In the second study, researchers at the same hospital focused on teens who were born with HIV. They compared cognitive function in 31 HIV-positive teenagers with 14 of their HIV-negative siblings. On two of the tests, which focused on an objective measure of brain impairment, the HIV-positive teens were no more impaired than their HIV-negative brothers and sisters. On only one test was the HIV-positive group more impaired, but that test also puts a great deal of weight on how distressed a person feels about potential memory and thinking problems. Given that depression and anxiety are so much more common in people with HIV, and these disorders can cause thinking and memory problems, the researchers reported that this could largely explain the difference between the two groups.

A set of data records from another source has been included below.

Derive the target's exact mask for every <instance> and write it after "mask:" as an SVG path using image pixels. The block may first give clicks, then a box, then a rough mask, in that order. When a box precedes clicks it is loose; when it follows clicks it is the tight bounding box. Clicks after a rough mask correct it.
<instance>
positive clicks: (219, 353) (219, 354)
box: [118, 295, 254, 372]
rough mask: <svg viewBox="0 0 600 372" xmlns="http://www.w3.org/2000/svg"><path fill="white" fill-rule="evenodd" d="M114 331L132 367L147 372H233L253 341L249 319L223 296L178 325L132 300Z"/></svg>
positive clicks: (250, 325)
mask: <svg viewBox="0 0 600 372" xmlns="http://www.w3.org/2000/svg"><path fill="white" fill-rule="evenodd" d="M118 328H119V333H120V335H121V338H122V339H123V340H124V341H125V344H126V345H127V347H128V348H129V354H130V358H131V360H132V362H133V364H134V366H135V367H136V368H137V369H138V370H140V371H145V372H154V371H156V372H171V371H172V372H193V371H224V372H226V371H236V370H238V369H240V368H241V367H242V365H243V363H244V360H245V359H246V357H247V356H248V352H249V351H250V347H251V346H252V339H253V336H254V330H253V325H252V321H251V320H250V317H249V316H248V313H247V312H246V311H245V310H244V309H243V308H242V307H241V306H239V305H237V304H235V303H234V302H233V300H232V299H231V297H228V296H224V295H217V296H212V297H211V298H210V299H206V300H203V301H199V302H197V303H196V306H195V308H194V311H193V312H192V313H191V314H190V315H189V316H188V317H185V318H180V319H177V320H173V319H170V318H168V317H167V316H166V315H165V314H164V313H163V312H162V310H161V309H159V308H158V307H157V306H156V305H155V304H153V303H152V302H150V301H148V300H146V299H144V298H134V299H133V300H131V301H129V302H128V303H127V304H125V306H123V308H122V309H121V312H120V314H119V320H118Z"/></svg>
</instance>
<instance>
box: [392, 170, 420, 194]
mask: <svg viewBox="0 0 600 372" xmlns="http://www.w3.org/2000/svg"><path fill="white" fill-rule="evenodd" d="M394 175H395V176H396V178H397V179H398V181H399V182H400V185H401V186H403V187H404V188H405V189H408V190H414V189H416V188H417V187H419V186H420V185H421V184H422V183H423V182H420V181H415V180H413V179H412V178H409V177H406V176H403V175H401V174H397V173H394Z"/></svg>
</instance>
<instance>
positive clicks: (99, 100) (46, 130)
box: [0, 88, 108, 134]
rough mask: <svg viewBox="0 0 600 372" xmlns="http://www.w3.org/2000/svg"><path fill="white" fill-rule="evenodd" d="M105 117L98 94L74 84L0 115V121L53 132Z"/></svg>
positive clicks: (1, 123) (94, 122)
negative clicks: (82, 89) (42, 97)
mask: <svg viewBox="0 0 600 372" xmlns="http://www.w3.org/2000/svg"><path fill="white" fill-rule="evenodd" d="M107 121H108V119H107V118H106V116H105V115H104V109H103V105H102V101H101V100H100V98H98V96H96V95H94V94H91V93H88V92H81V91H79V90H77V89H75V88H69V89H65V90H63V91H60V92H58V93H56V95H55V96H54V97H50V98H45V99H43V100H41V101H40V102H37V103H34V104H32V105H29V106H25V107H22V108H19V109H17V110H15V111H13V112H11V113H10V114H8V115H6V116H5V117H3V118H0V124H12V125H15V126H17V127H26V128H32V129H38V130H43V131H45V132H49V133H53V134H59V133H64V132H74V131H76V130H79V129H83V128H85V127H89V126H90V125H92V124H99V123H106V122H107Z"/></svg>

In all, the researchers conclude that the high percentage of people in the CHARTER study with some level of brain impairment might be due to problems other than HIV, problems that were not present in the two newer studies. CHARTER was much larger than the two St. Mary’s studies, however, and so more research will be needed to better understand what is happening in the brains of people with HIV. In the meantime, the researchers encouraged health care providers to screen for depression and anxiety in people complaining of problems with thinking and memory.